Data Discussion and Preprocessing

Overview

Teaching: 10 min
Exercises: 5 min
Questions
  • What dataset is being used

  • How must we organize our data such that it can be used in the machine learning libraries?

Objectives
  • Briefly describe dataset

  • Prepare the dataset for machine learning.

Data Set Used

The dataset we will use in this tutorial is simulated ATLAS data. Each event corresponds to 4 detected leptons: some events correspond to a Higgs Boson decay and others do not (background). Various physical quantities such as lepton charge and transverse momentum are recorded for each event. The analysis in this tutorial loosely follows the discovery of the Higgs Boson.

Setting up the dataset for machine learning

Here we will format the dataset \((x_i, y_i)\) so we can use it for machine learning sci-kit learn and tensorflow. First we need to open our dataset and separate it into a training and test set.

df = pd.read_pickle('data.pkl')
df_train = df.iloc[0:800000]
df_test = df.iloc[800000::]
df.head()

The data type is currently a pandas DataFrame: we now need to convert it into a numpy array so that it can be used in sci-kit learn and tensorflow during the machine learning process. Note that there are many ways that this can be done: in this tutorial we will use the sci-kit learn pipeline functionality to format our dataset. For more information, please see Chapter 2 of Geron (pg 70-71) and the sci-kit learn documentation. We will briefly walk through the code in this tutorial.

First we import all required modules from sci-kit learn.

from sklearn.base import BaseEstimator, TransformerMixin, RegressorMixin, clone
from sklearn.pipeline import Pipeline
from sklearn.preprocessing import StandardScaler

Next a special DataFrameSelector class is defined. This class is defined such that it can operate with sci-kit learn pipeline functionality; specifically, it takes in a pandas DataFrame and outputs a numpy array. Some essential class methods are defined here such that the class can operate in the OOP framework of sci-kit learn: specifically, the fit and transform methods are defined. For detailed information on transformers in sci-kit learn see Chapter 2 or the sci-kit learn documentation.

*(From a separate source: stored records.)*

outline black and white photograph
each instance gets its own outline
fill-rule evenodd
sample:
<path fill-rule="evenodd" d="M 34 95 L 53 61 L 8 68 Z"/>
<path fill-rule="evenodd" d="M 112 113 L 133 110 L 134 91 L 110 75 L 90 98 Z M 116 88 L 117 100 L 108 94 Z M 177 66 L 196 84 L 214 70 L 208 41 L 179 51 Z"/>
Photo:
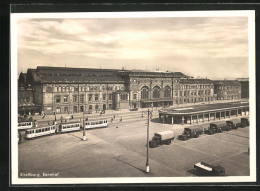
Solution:
<path fill-rule="evenodd" d="M 256 181 L 254 11 L 10 20 L 12 184 Z"/>

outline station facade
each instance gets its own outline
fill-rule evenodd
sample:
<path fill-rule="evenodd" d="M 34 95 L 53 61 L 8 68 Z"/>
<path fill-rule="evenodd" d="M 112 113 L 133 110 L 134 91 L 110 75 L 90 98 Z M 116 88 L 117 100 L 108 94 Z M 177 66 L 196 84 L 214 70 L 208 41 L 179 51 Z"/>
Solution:
<path fill-rule="evenodd" d="M 211 102 L 217 99 L 214 83 L 181 72 L 37 67 L 21 73 L 19 103 L 29 99 L 47 114 L 99 112 L 139 107 Z"/>

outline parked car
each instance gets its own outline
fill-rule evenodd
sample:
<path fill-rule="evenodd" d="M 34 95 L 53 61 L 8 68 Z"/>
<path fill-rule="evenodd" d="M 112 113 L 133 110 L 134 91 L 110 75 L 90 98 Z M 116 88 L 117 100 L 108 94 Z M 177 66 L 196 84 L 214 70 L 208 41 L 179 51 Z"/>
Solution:
<path fill-rule="evenodd" d="M 201 175 L 206 176 L 225 176 L 225 168 L 219 165 L 210 165 L 205 162 L 198 162 L 194 164 L 194 168 Z"/>
<path fill-rule="evenodd" d="M 130 111 L 138 111 L 138 108 L 137 107 L 131 108 Z"/>
<path fill-rule="evenodd" d="M 154 148 L 162 144 L 171 144 L 171 141 L 174 140 L 175 135 L 173 131 L 162 131 L 159 133 L 154 133 L 154 136 L 151 141 L 149 141 L 149 147 Z"/>

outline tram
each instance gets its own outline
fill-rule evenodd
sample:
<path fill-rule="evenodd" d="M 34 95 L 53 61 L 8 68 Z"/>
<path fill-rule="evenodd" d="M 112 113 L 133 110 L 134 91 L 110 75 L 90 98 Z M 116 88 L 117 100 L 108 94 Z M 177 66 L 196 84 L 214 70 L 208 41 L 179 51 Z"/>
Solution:
<path fill-rule="evenodd" d="M 18 123 L 18 130 L 30 129 L 30 128 L 32 128 L 32 126 L 33 126 L 32 121 L 20 122 L 20 123 Z"/>
<path fill-rule="evenodd" d="M 50 135 L 50 134 L 54 134 L 55 131 L 56 131 L 55 125 L 31 128 L 31 129 L 25 130 L 25 138 L 32 139 L 34 137 Z"/>
<path fill-rule="evenodd" d="M 58 132 L 79 131 L 80 128 L 80 122 L 65 122 L 59 125 Z"/>
<path fill-rule="evenodd" d="M 98 120 L 98 121 L 86 121 L 85 122 L 85 129 L 95 129 L 95 128 L 103 128 L 107 127 L 107 120 Z"/>

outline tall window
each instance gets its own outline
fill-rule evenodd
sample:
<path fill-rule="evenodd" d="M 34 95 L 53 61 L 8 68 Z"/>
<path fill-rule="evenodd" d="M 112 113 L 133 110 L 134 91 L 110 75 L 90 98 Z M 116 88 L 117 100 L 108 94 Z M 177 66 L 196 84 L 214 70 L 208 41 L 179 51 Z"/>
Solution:
<path fill-rule="evenodd" d="M 68 96 L 64 96 L 63 101 L 64 101 L 64 103 L 68 103 Z"/>
<path fill-rule="evenodd" d="M 60 103 L 60 96 L 56 97 L 56 103 Z"/>
<path fill-rule="evenodd" d="M 88 101 L 91 101 L 92 100 L 92 94 L 89 94 L 88 95 Z"/>
<path fill-rule="evenodd" d="M 169 86 L 166 86 L 164 88 L 164 97 L 165 98 L 170 98 L 171 97 L 171 88 Z"/>
<path fill-rule="evenodd" d="M 153 98 L 160 98 L 160 87 L 155 86 L 153 88 Z"/>
<path fill-rule="evenodd" d="M 98 101 L 98 94 L 95 95 L 95 101 Z"/>
<path fill-rule="evenodd" d="M 136 95 L 136 94 L 134 94 L 134 99 L 136 99 L 136 97 L 137 97 L 137 95 Z"/>
<path fill-rule="evenodd" d="M 73 102 L 77 102 L 77 96 L 73 96 Z"/>
<path fill-rule="evenodd" d="M 108 98 L 109 98 L 109 100 L 112 100 L 112 94 L 109 94 Z"/>
<path fill-rule="evenodd" d="M 103 100 L 106 100 L 106 94 L 103 94 Z"/>
<path fill-rule="evenodd" d="M 84 102 L 84 95 L 80 95 L 80 96 L 79 96 L 79 101 L 80 101 L 80 103 L 83 103 L 83 102 Z"/>
<path fill-rule="evenodd" d="M 144 86 L 141 90 L 141 99 L 149 99 L 149 88 Z"/>

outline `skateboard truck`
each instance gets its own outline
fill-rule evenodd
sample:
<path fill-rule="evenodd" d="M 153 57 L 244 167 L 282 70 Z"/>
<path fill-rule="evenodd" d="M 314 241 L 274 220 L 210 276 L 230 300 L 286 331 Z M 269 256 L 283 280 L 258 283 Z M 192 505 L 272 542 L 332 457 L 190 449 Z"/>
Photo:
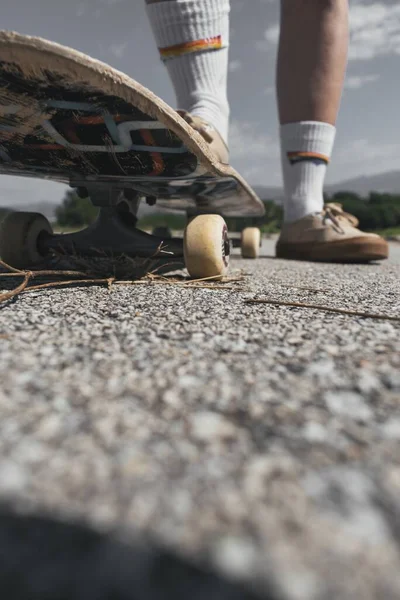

class DataFrameSelector(BaseEstimator, TransformerMixin):
    def __init__(self, attribute_names):
        self.attribute_names = attribute_names
    def fit(self, X, y=None):
        return self
    def transform(self, X):
        return X[self.attribute_names].values

Now a pipeline is created. This takes in df_train or df_test and spits out a numpy array consisting of only the columns of the DataFrame corresponding to headers in attribs. Note also the StandardScaler: this ensures that all numerical attributes are scaled to have a mean of 0 and a standard deviation of 1 before they are fed to the machine learning model. This type of preprocessing is common before feeding data into machine learning models and is especially important for neural networks.

attribs = ['lep_pt_1', 'lep_pt_2', 'mllll']
pipeline = Pipeline([
    ('selector', DataFrameSelector(attribs)),
    ('std_scaler', StandardScaler())
])

Now we will use the pipeline to generate the subset \((x_i, y_i)\) used for training and the subset \((x_i, y_i)\) used for testing the model. Note that fit_transform is called on the training dataset but transform is called on the test dataset. We keep the labels \(x_i\) separate from the targets (i.e. signal/background) \(y_i\).

X_train = pipeline.fit_transform(df_train)
y_train = df_train['type'].values

X_test = pipeline.transform(df_test)
y_test = df_test['type'].values

Now we are ready to examine various models \(f\) for predicting whether an event corresponds to a Higgs decay or a background event.

Key Points

  • One must properly format data before any machine learning takes place.

  • Data can be formatted using sci-kit learn functionality; using it effectively may take time to master.